В Нью-Йорке, в 29 априлия 2020 г.

Моя дорогая Юлия,

Что такое пунк? Сегодня, я хочу тебе писать когда и почему начал слушать музыку пунк и хардкор!

Il y a longtemps que j’écoutais quelques chansons des groupes punks les plus connus, autrement dit les Sex Pistols, les Clash, les Ramones. A vrai dire, je ne savais même pas que les Clash faisaient partie de ce mouvement, et avant d’aller à Paris, j’avais toujours pensé que ce mouvement avait plus ou moins disparu, musicalement parlant, peu de temps après 1977. La première fois que je vis des punks, ce fut à Alès, c’étaient ce que l’on appelle des « punks à chien » (en Anglais crusties : ils vivent dans la rue ou dans des squats, et ont souvent des chiens). Ils faisaient la manche à la sortie d’un supermarché, et ce dont je me souviens encore, c’est que l’un d’eux avait en guise de boucle d’oreille… pas la très commune épingle à nourrice, mais une boule à thé ! Je dis à ma mère, après les avoir observés : « ils se croient en 1977 eux ? » Oui, je l’avoue, c’était méprisant, et je ne pensais pas que bien des années plus tard, je côtoierai des gens comme cela chaque semaine !

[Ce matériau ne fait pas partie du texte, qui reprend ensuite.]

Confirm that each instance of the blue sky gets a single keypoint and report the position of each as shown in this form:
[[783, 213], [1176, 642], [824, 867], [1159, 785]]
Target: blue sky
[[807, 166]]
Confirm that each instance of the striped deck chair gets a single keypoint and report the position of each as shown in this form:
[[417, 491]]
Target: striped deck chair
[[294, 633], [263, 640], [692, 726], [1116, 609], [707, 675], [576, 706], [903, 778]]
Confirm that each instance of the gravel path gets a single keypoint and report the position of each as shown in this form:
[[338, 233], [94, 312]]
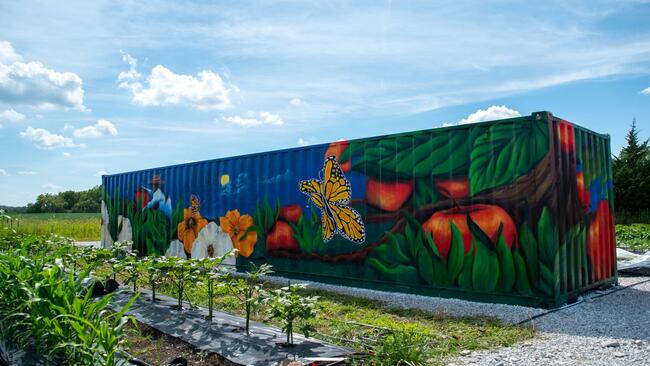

Bien des années après, ayant récemment fini mes études, à Rennes où je rendais visite à des amis, je vis plein d’autres punks à chien : la ville est connue pour cela, et un des meilleurs groupes punk français, les Berurier Noir, viennent du coin. J’avais été quelques mois avant à mon premier concert, à Paris, voir The Distillers. Mais je n’étais pas d’humeur ce soir-là, sortant d’une rupture, avec mon ex dans la salle. J’ai beaucoup aimé la voix rauque de la chanteuse, mais au-delà de cela… rien de plus.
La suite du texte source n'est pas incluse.